En revanche, nous avons exclu toute possibilité de recours à la reconnaissance faciale. La base ne pourra être consultée que sous le contrôle d’un magistrat, uniquement dans le cadre des enquêtes de flagrance, des enquêtes préliminaires, dans l’exécution de commissions rogatoires liées à des infractions de fraudes à l’identité, ou encore pour l’identification de victimes de catastrophes naturelles. Un exemple récent vient de nous rappeler l’utilité de cet usage, M. le rapporteur y a fait référence.

Ces reculs par rapport au texte initial avaient pour but de permettre un consensus, une unanimité sur un sujet qui n’aurait pas dû créer de polémique puisqu’il touche à trois questions majeures. Malheureusement l’opposition désormais majoritaire au Sénat s’y est refusée en ignorant superbement trois questions.

D’abord celle de la protection des victimes. Il est clair que l’opposition défend la liberté du renard fraudeur dans le poulailler des honnêtes gens.
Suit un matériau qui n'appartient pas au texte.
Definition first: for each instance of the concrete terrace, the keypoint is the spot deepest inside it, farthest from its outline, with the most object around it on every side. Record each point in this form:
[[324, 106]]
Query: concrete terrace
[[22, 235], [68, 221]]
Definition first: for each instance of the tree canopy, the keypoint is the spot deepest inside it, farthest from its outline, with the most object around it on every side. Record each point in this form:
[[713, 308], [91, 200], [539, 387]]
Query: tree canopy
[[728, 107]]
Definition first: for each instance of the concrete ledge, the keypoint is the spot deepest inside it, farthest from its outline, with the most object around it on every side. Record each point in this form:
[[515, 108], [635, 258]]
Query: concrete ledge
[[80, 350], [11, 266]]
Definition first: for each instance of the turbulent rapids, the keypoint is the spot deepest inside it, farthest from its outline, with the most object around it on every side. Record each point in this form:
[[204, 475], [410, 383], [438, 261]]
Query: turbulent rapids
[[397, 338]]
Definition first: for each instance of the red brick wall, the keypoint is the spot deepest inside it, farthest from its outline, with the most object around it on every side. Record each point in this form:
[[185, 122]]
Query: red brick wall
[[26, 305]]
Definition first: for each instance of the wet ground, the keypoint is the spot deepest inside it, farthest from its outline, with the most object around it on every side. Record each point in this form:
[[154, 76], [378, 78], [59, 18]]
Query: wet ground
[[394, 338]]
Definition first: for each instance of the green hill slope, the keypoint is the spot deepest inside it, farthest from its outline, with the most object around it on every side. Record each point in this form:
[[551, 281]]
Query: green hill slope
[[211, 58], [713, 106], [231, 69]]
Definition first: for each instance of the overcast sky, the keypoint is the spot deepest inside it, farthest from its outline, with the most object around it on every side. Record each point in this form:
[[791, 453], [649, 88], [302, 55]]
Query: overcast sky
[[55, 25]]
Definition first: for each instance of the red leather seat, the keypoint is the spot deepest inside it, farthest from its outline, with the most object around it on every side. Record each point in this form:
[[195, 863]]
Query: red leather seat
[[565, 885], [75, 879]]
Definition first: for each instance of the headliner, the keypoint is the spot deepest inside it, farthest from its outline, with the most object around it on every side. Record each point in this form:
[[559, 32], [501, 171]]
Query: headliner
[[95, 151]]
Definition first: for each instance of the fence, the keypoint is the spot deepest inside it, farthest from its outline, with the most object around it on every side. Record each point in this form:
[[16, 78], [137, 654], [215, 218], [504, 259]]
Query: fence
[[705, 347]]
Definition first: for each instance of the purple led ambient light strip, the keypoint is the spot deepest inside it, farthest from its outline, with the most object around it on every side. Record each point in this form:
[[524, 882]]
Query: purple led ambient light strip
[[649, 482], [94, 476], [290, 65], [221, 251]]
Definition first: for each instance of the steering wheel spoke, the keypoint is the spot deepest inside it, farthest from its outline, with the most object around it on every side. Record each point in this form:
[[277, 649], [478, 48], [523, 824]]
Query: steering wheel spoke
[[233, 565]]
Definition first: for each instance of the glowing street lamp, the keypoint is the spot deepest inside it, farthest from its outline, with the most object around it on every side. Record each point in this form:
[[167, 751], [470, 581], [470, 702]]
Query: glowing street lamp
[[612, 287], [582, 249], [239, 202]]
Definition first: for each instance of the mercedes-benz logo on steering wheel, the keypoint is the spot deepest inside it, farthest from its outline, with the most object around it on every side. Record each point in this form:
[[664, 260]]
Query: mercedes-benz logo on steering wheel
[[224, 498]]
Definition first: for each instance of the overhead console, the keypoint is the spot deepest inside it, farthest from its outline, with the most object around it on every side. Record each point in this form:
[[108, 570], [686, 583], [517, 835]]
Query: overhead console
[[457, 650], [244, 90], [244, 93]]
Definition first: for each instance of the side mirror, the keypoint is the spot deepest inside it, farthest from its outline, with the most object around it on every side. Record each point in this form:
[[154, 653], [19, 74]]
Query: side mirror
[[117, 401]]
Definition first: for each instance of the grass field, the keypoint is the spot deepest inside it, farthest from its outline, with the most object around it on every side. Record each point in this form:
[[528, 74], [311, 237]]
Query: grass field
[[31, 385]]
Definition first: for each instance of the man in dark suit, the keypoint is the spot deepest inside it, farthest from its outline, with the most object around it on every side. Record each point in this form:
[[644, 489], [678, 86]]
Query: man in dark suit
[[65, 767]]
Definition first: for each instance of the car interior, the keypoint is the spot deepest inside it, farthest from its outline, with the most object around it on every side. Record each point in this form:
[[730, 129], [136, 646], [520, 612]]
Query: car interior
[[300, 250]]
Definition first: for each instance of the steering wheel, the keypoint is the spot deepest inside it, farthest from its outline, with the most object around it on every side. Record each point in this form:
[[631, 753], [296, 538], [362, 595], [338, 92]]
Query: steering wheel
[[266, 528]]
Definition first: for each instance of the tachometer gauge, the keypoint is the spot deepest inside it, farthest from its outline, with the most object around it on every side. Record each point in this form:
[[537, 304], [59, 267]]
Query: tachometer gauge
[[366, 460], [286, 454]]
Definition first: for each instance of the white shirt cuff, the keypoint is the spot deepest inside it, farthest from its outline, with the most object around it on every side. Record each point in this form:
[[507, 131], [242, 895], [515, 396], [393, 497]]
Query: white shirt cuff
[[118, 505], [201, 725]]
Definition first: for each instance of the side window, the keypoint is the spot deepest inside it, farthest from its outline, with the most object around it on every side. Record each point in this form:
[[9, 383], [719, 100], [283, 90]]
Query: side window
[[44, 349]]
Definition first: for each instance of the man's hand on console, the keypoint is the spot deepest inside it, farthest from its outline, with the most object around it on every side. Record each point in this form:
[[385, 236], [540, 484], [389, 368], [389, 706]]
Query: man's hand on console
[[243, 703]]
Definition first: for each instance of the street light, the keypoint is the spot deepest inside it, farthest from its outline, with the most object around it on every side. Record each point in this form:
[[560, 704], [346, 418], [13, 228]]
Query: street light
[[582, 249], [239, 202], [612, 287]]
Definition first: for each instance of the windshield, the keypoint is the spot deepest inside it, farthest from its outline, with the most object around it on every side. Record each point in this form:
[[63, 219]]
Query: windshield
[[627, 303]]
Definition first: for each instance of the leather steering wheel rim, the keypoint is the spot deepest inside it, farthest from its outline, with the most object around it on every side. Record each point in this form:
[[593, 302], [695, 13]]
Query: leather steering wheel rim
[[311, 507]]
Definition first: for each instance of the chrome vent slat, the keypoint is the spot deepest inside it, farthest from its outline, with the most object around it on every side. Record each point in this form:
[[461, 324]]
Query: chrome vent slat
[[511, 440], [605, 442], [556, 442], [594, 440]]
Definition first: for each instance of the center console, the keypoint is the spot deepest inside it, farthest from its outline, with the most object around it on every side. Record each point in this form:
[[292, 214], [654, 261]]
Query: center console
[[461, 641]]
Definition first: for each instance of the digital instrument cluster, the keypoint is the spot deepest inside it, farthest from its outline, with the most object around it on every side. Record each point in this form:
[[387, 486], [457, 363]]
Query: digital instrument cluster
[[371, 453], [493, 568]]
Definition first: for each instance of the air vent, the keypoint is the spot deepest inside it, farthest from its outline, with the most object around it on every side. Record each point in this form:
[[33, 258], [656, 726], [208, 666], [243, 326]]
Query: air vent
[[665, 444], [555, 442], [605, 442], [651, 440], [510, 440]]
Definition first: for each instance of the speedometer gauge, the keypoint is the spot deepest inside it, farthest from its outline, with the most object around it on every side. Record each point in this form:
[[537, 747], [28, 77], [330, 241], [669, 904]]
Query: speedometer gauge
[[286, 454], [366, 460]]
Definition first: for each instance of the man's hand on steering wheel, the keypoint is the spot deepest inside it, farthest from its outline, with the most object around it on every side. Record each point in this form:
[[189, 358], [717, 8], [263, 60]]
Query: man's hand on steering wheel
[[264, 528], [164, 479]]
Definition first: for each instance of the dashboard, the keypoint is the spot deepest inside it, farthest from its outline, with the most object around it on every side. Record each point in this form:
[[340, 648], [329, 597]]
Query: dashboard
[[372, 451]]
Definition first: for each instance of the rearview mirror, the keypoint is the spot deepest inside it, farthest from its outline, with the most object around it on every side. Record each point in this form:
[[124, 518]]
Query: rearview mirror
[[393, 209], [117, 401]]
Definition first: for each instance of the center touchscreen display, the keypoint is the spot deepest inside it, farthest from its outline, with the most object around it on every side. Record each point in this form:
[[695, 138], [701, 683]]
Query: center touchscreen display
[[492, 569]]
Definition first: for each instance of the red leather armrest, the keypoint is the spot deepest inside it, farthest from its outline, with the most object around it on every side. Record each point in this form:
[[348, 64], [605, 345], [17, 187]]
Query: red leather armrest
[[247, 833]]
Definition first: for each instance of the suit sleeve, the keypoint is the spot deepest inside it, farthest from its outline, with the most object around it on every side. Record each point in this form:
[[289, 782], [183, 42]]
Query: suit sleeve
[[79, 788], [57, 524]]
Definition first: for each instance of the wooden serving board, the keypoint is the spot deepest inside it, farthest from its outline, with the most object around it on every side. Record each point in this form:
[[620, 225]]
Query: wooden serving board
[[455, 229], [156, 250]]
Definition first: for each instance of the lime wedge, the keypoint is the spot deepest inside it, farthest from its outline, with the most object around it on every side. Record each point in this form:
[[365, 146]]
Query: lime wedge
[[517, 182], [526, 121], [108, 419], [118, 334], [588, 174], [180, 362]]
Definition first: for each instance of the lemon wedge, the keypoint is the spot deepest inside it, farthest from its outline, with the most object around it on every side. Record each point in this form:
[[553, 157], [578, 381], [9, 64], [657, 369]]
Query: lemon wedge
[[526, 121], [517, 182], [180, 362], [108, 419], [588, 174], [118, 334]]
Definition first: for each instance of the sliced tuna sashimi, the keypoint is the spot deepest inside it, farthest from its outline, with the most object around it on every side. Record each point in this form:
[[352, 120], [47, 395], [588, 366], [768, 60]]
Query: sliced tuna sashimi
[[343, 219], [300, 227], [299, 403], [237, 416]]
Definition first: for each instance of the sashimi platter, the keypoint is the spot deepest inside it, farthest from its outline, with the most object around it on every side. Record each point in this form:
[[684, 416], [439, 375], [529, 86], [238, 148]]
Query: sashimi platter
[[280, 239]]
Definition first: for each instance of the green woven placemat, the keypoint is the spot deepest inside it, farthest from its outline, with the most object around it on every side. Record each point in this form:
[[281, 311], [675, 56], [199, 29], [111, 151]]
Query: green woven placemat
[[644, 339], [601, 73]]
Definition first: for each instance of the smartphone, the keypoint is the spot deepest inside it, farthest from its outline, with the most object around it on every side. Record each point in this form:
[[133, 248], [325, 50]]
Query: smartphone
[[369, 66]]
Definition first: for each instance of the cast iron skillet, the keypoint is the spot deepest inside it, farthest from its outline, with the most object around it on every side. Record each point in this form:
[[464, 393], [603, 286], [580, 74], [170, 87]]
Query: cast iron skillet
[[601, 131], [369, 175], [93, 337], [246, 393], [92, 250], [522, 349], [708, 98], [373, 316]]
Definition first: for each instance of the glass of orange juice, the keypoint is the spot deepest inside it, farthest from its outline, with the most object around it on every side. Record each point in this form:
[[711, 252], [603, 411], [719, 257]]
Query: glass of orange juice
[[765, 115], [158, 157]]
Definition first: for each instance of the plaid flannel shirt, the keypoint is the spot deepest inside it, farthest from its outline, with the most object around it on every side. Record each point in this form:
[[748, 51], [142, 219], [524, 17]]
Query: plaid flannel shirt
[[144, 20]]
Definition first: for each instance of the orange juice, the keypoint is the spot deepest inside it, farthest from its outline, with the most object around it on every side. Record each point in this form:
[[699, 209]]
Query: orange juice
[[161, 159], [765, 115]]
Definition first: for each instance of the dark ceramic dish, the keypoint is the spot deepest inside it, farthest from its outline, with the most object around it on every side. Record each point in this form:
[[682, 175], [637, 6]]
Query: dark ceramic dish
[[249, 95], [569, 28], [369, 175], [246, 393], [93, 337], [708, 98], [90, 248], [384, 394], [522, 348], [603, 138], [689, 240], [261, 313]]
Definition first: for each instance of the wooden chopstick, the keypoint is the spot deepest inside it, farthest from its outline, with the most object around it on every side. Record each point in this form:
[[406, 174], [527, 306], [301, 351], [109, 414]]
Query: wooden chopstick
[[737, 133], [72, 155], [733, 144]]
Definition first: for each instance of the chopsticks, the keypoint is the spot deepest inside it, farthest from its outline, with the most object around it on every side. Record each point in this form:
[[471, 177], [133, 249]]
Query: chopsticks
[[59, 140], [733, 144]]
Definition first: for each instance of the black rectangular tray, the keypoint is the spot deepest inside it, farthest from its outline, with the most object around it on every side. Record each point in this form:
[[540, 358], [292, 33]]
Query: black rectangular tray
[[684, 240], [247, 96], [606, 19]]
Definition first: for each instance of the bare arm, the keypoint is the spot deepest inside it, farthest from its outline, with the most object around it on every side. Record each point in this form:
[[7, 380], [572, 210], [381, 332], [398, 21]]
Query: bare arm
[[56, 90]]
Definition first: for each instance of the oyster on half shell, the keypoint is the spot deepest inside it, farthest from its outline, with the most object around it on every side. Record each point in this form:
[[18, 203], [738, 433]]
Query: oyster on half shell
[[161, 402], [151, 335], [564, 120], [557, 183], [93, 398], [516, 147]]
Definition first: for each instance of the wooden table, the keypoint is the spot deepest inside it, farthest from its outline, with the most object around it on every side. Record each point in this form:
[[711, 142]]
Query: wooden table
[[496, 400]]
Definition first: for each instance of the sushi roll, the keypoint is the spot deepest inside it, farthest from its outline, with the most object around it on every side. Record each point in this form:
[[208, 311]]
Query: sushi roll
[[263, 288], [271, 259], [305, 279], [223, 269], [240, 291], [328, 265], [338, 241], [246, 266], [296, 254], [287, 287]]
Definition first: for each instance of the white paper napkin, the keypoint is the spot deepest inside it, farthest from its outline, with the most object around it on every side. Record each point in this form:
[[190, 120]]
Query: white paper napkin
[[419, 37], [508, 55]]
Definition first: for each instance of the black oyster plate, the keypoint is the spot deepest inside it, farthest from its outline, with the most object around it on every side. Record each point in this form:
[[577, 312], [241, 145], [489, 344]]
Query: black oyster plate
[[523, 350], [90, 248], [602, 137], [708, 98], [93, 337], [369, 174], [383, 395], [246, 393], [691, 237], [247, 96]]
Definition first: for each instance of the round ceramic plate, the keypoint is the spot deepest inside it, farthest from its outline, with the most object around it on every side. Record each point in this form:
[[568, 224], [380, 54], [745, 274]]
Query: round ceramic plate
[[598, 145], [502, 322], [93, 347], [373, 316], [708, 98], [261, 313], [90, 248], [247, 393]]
Ensuite celle de la lutte contre la fraude, qui contribue si puissamment au déséquilibre de notre dépense publique et transforme donc tous les Français en victimes.

Enfin celle de la volonté de faire que non seulement le délit soit rendu plus difficile mais aussi que le délinquant soit rattrapé et sanctionné.

Ce texte est donc nécessaire même s’il n’est pas suffisant, et le groupe UMP le soutient en soulignant du même coup l’irresponsabilité à répétition de l’opposition. (Applaudissements sur les bancs du groupe UMP.)

Mme la présidente. La discussion générale est close.